Starvation was unnecessary, her mother had not fed Safina for nearly two weeks. She managed to scrape by with stolen scraps and rifling through the rubbish heaps behind her block. Already trending to a slender figure, Safina was horrifically underweight. Every bone in her body prodded visibly through almost transparent skin. Dark rings hovered underneath her enormous brown eyes and gave her the appearance of a girl much older, in early teens at least. In a world where image was everything, it was not uncommon for girls as young as she to develop eating disorders, and a child from the 'Roots' was over-looked much more readily than a child from a wealthier district.

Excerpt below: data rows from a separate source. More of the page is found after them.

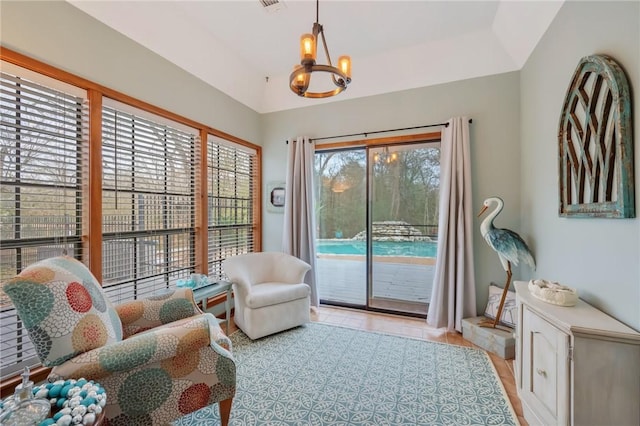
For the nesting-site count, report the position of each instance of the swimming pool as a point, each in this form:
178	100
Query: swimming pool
380	248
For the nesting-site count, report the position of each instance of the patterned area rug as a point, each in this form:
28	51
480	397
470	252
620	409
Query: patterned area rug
319	374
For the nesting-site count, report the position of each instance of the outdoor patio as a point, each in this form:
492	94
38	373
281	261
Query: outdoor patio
342	278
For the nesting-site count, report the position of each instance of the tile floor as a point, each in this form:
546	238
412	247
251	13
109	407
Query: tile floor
416	328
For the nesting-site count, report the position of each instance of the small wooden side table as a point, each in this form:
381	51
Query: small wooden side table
214	288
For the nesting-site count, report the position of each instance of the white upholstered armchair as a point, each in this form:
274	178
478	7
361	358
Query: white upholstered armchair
269	292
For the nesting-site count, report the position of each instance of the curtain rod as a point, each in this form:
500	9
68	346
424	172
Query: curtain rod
365	134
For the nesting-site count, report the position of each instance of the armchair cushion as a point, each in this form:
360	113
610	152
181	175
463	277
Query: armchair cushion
144	314
267	294
159	374
63	308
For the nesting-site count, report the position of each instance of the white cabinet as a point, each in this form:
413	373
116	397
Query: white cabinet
575	365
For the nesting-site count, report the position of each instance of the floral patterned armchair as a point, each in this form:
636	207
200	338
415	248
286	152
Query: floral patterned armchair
158	359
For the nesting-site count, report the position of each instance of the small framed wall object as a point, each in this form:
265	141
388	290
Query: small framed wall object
275	197
595	138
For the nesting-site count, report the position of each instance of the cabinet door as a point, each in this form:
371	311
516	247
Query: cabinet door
545	368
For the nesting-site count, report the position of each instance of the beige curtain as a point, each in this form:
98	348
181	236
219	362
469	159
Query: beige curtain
299	222
453	296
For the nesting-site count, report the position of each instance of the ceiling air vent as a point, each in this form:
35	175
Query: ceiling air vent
271	5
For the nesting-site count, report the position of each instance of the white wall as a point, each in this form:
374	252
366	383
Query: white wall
61	35
493	104
600	257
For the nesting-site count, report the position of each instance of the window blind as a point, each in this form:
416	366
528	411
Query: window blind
43	132
148	195
231	187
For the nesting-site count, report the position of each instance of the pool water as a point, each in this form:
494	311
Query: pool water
380	248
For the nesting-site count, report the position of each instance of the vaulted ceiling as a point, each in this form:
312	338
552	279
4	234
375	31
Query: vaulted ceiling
247	50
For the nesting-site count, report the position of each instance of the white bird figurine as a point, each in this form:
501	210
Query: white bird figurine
510	247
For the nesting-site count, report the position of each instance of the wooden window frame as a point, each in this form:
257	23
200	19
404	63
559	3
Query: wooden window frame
92	195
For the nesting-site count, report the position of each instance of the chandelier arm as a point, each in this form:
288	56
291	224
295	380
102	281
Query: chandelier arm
340	82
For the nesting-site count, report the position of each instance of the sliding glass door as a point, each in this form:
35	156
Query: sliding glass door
377	215
402	227
341	217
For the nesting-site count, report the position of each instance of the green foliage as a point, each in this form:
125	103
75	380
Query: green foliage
405	187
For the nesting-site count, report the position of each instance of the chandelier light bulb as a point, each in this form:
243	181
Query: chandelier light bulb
344	64
307	47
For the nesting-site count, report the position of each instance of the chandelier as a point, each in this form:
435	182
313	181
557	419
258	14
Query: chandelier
301	76
385	156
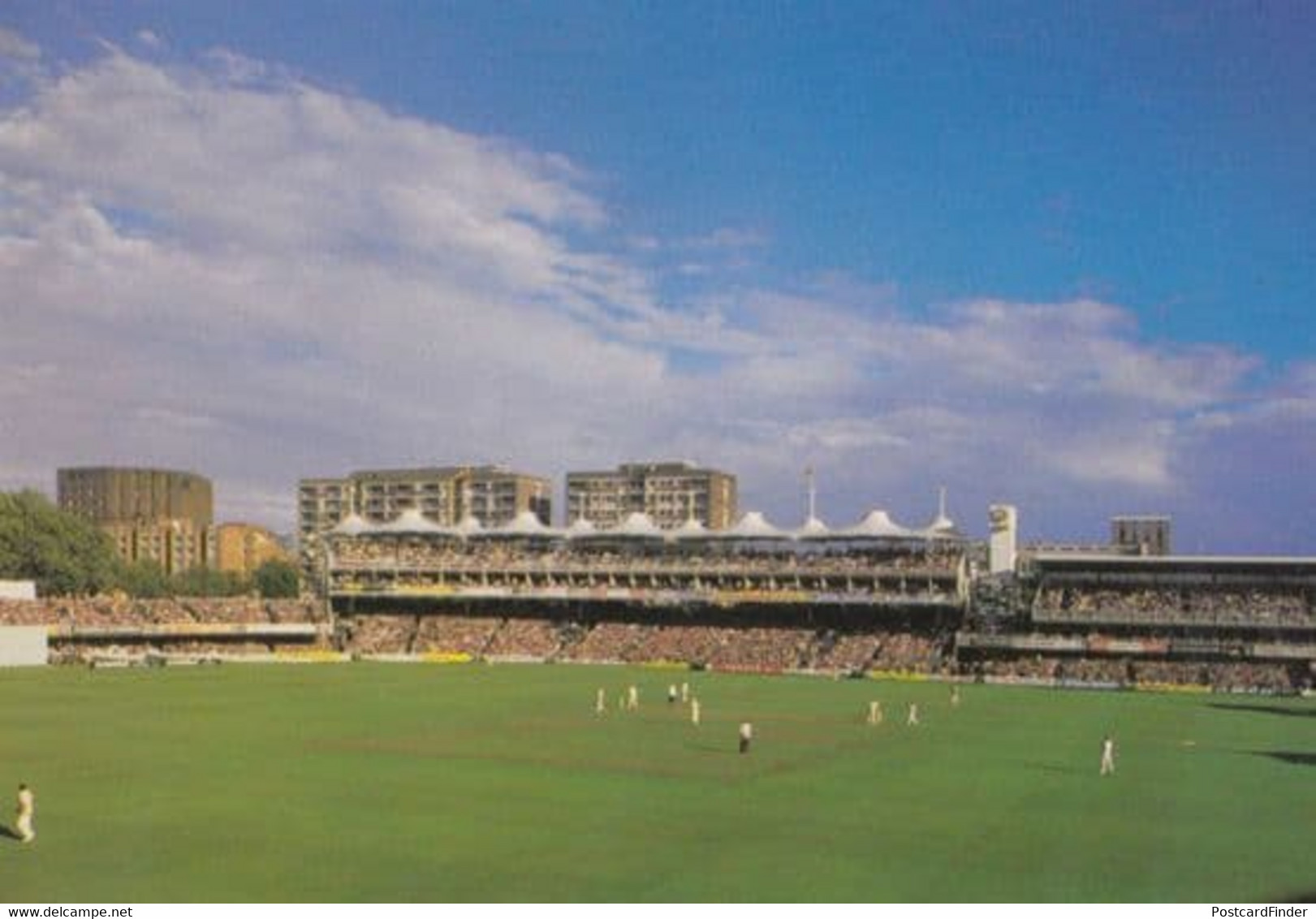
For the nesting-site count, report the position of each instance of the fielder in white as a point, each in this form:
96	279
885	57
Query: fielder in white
1107	756
27	807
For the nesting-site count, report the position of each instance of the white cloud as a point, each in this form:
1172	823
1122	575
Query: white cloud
224	268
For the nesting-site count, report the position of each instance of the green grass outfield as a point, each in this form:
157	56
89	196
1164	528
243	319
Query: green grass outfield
472	783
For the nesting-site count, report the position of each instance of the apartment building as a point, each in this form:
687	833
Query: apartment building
670	493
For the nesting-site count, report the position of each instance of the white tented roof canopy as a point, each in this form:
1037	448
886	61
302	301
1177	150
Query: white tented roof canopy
470	525
353	524
753	525
527	523
580	527
813	529
691	529
637	525
877	524
941	527
411	520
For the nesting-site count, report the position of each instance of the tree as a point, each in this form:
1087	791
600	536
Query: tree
201	581
277	578
63	553
144	578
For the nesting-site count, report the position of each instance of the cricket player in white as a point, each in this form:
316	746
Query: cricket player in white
1107	756
27	806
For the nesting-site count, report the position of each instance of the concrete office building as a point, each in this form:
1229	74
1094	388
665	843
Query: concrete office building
158	515
670	493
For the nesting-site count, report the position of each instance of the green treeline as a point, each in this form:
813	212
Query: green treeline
71	557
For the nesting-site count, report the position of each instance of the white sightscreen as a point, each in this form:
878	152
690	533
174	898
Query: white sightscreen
23	645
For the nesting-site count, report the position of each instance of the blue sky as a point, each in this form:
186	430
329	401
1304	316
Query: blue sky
1048	253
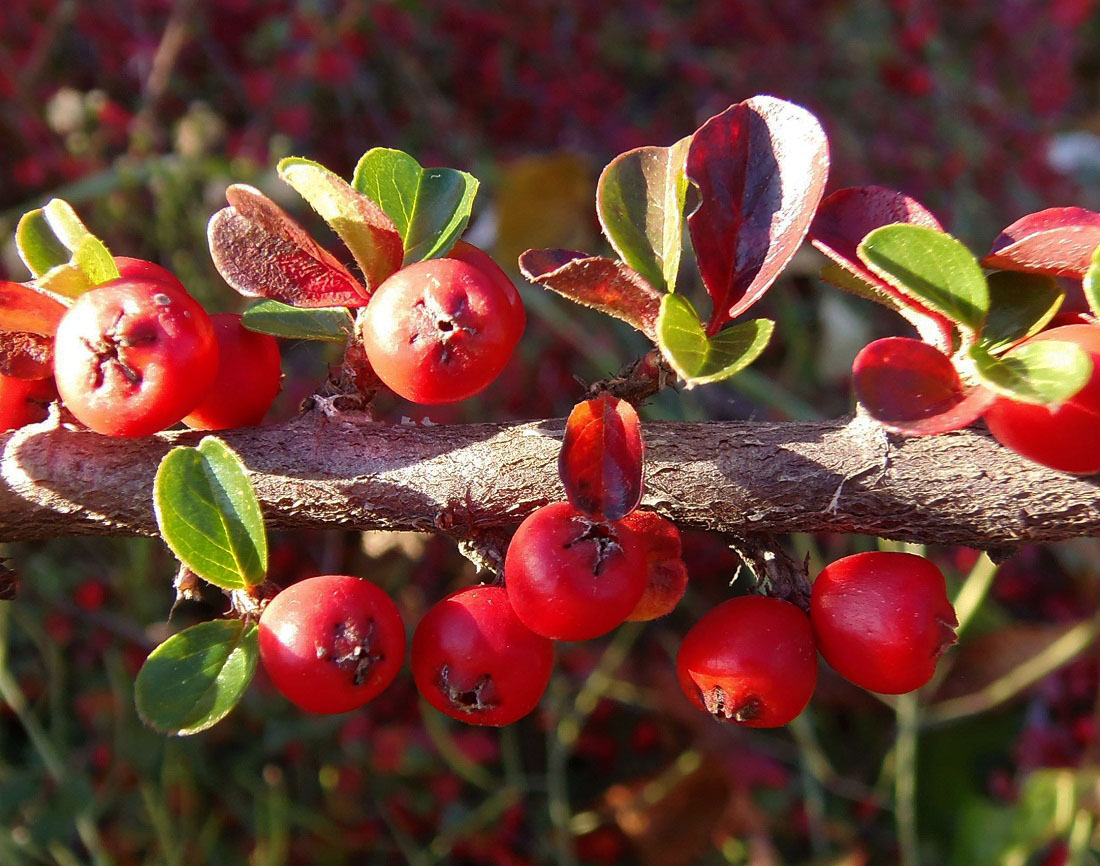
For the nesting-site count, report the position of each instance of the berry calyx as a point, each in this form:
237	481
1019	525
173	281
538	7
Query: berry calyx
750	660
474	660
249	377
331	643
1065	437
571	577
882	620
133	357
438	331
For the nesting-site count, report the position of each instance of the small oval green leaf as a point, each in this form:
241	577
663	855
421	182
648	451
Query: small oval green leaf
1045	372
195	678
1020	306
700	360
209	515
932	267
331	324
430	207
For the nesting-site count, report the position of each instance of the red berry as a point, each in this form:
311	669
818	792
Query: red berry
571	577
1065	437
666	572
249	377
750	660
474	660
332	643
438	331
24	401
882	620
133	357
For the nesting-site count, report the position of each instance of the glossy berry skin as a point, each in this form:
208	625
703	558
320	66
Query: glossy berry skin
249	377
24	401
438	331
571	577
1065	437
474	660
332	643
481	260
133	357
750	660
882	620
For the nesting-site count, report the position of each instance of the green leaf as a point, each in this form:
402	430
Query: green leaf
362	226
700	360
209	515
1091	283
195	678
640	201
932	267
1020	305
430	207
1045	372
332	324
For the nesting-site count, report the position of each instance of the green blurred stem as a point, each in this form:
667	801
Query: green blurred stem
909	723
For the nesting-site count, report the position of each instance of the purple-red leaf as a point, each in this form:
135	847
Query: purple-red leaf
24	309
601	458
609	286
911	387
1056	241
760	167
262	252
848	216
26	355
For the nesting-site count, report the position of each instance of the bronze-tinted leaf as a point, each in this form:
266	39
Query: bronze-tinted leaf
261	251
609	286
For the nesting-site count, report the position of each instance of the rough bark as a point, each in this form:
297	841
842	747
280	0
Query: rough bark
320	471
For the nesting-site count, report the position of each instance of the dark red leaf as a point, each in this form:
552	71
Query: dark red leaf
1056	241
601	458
604	284
26	355
262	252
913	388
760	167
24	309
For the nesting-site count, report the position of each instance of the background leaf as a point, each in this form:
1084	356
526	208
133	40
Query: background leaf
331	324
1045	372
760	167
1020	305
362	226
699	359
913	388
209	515
604	284
601	458
1056	241
196	677
430	207
931	266
640	203
262	252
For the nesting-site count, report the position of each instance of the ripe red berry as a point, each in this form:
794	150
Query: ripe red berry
1065	437
571	577
474	660
438	331
332	643
133	357
249	377
24	401
666	572
882	620
749	660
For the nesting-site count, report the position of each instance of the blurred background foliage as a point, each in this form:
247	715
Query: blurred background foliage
141	112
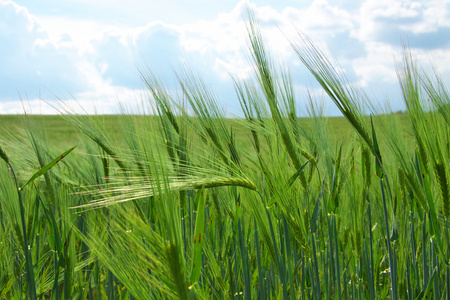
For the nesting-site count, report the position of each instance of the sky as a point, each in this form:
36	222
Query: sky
90	53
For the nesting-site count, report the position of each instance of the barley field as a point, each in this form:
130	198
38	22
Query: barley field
181	202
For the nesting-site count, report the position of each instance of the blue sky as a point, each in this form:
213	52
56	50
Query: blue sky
90	51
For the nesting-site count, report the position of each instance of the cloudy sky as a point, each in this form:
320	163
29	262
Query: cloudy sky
91	50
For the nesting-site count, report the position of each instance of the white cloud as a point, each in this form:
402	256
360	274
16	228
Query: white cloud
98	59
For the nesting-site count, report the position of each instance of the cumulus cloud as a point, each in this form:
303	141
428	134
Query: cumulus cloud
100	61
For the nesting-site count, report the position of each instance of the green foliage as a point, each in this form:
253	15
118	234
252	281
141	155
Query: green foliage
183	203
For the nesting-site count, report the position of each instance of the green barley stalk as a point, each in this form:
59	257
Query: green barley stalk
31	284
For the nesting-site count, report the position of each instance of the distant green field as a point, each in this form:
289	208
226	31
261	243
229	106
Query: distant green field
60	131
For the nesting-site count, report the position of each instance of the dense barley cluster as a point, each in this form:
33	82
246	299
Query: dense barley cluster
189	204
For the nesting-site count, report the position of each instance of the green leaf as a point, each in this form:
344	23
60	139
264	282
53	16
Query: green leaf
378	161
316	211
47	167
198	235
334	202
288	184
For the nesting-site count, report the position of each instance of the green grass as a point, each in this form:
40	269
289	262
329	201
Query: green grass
182	205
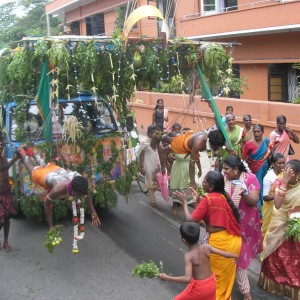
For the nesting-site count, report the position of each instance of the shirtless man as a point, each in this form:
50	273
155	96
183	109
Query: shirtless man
58	183
198	274
191	143
6	199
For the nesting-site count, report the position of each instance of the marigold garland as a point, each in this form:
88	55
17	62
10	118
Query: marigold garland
78	224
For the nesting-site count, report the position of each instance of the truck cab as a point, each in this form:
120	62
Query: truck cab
97	120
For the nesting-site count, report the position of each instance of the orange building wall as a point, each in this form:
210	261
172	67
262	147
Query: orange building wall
199	116
279	47
91	9
277	14
109	22
256	77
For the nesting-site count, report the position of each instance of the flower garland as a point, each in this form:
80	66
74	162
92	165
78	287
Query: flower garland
78	224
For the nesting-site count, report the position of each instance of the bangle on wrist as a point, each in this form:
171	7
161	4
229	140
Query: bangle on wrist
49	198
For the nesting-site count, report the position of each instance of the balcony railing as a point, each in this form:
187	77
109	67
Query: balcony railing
234	7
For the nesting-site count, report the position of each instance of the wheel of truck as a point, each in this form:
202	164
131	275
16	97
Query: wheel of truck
140	179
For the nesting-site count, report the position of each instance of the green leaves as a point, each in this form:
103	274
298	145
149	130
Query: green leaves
53	238
147	270
293	229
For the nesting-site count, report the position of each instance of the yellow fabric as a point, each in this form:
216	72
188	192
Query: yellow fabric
39	175
275	235
140	13
267	210
179	144
224	268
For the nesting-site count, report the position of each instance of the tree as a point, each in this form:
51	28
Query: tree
32	24
7	17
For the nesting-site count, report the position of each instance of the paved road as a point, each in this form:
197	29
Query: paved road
102	270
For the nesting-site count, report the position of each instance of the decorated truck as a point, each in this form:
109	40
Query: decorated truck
64	94
85	138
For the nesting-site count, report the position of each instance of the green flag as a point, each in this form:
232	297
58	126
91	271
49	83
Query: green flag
43	102
206	94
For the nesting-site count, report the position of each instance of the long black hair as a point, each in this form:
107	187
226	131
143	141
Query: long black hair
216	179
233	161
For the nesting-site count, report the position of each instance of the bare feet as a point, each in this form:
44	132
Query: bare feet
7	247
153	203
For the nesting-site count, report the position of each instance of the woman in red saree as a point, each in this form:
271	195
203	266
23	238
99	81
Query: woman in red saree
280	270
243	188
256	152
221	218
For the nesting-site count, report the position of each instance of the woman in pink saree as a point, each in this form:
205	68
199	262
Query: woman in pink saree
281	137
256	152
244	189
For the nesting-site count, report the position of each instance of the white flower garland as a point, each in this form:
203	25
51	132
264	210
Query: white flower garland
77	223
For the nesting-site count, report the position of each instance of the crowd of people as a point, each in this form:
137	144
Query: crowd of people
248	196
249	192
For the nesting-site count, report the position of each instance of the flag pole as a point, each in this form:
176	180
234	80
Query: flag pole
207	95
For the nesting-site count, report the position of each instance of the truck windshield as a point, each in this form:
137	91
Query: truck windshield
96	118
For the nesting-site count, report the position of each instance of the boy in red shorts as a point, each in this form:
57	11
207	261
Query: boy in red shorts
198	274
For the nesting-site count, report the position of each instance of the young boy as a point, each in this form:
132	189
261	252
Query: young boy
198	273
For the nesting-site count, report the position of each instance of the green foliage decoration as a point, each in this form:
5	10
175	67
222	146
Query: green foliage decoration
147	270
59	56
31	206
105	195
53	238
105	167
106	68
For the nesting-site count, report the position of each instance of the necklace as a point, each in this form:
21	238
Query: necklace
78	224
69	189
293	185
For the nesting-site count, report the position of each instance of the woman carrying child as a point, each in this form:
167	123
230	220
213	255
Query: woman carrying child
222	223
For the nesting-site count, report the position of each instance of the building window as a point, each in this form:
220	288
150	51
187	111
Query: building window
75	28
217	6
167	9
278	87
95	25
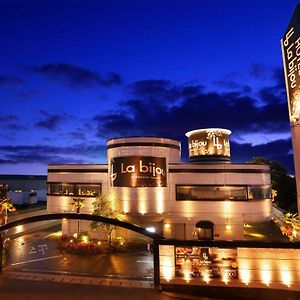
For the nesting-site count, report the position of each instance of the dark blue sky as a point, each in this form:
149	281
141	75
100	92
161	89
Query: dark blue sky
76	73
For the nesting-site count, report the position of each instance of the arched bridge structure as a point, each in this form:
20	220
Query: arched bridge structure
74	216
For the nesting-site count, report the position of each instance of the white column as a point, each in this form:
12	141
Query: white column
296	150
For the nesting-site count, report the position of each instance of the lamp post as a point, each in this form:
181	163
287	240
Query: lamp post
290	45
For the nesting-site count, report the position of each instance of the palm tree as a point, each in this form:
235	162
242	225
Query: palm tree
5	207
77	204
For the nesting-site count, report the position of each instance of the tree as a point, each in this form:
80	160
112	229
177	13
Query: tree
5	207
103	207
283	184
77	204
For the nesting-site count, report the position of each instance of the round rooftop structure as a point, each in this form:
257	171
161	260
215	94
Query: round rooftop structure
209	144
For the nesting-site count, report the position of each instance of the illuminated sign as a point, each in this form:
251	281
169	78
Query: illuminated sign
206	263
138	171
209	144
3	190
290	45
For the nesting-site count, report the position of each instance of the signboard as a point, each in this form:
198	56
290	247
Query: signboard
209	144
290	45
138	171
206	263
3	190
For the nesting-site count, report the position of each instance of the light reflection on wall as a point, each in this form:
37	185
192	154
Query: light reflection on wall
125	200
286	277
160	201
245	274
186	267
19	228
266	275
206	276
142	198
167	262
225	277
227	209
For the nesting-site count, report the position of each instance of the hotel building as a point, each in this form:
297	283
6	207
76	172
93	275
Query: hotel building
206	198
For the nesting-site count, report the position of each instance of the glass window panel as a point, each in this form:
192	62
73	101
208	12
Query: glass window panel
259	192
211	192
67	189
88	189
54	188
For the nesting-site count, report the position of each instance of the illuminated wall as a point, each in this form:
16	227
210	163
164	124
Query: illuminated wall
257	268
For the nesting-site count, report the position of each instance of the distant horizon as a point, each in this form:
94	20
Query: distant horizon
74	75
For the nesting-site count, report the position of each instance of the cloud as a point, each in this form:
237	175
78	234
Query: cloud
30	94
258	70
10	80
77	135
279	150
151	115
75	76
151	110
50	122
12	123
8	118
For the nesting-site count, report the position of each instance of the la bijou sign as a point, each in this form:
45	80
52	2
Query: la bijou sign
290	45
138	171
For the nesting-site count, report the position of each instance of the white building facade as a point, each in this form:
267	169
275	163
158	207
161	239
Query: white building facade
206	198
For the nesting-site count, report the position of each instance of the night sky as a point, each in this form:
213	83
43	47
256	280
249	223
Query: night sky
76	73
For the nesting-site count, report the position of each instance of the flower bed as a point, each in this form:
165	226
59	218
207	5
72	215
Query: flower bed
83	245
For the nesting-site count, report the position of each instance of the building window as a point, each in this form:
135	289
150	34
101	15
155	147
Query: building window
74	189
210	192
259	192
215	192
88	189
205	230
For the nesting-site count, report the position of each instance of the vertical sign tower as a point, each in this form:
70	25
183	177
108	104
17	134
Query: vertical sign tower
290	45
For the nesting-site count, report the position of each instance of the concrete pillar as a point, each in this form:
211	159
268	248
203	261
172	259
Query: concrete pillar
296	150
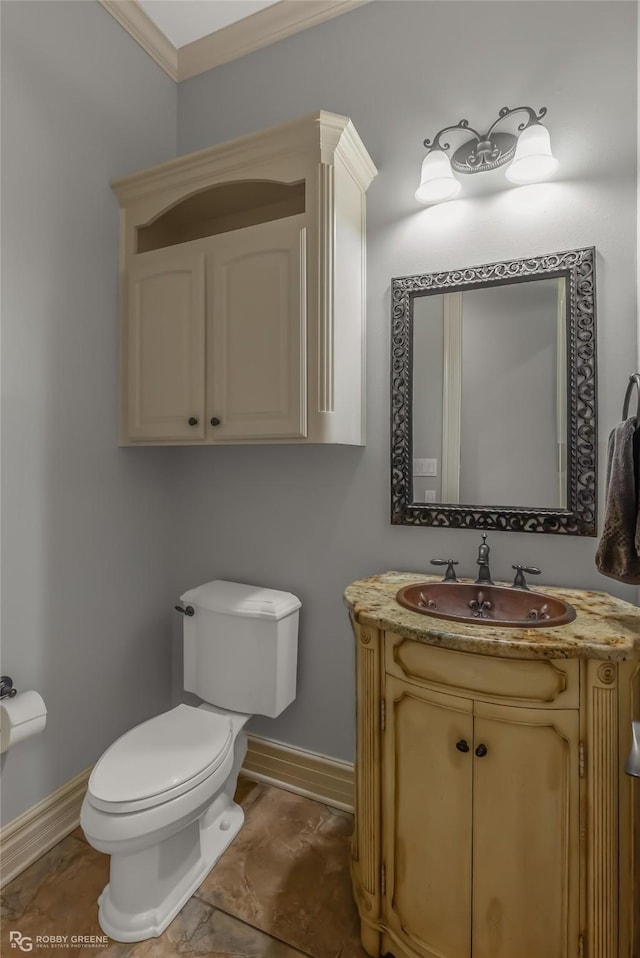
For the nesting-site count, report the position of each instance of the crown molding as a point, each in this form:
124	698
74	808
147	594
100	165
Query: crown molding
135	21
259	30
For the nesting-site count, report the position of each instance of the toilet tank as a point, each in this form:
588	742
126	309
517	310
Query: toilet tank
241	646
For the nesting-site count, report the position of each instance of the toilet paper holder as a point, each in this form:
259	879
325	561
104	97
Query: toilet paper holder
7	690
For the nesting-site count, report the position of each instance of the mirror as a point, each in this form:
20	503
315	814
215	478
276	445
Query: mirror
493	396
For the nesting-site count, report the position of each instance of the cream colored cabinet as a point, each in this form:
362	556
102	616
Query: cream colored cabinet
242	290
493	817
165	374
256	344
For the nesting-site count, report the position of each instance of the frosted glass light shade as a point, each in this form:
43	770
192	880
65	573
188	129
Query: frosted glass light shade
533	160
437	182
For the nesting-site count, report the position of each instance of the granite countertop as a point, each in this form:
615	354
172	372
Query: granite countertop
604	627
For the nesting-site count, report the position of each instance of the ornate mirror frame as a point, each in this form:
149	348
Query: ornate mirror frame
580	516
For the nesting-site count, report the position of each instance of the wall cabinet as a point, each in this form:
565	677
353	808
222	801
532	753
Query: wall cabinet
493	818
242	290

Her mother was, amongst other things, a severe alcoholic. It is a story that has been told before and will be told again. Safina was caught in a terrible crossfire that she had no power to escape. Kylara would drink and she would strike her daughter. She would wake up and she would scream and insult her. Kylara would look upon her beautiful, clever child, and hate that she herself had been an ugly girl, and was a much uglier woman. Kylara would look upon her daughter and see her life disappear into obscurity. An obscurity that she had always dwelled in, though never realised as much. Hatred and jealousy spiralled inside her warped mind until all she had lost, and all that she had never had, was the fault of that one tiny child.
Safina had been five years old, her life, though far from normal or happy, had been easy and simple in the way only a child that young can perceive it. At five years of age she had tried a pair of her mother's shoes on her tiny feet. Warily she proceeded, hobbling across the room, proud of her accomplishment and watching herself in the floor length mirror. Of course she fell, she did not cry, that never brought anyone anyway. Instead, she huffed and struggled to untangle herself from the shoes. It was at that point that her mother entered the room and saw her shoes, which had cost her more Credit than she could afford, in a tangled mess on the floor, a deep scratch across the polished toe of one of them. Her scream was heard three floors up and as many down.
Safina wore a cast on her left arm for three months after that incident.
The sound of her mother muttering to herself carried down the hallway to Safina's tiny bedroom. They abated to make way for the sound of liquid being poured, with little finesse, into a chalice. The young girl could sense her mother's anger reaching fever pitch, the vivid red buzzing of her mother's thoughts were at the forefront of her mind and Safina knew that there was more than the usual viciousness to Kylara's thoughts. She attempted to probe a little deeper, but could not find away through her mother's natural shields. She could hear the basics of the older woman's thoughts and they filled her with dread. If she allowed her mother to touch her tonight, she knew she would not survive.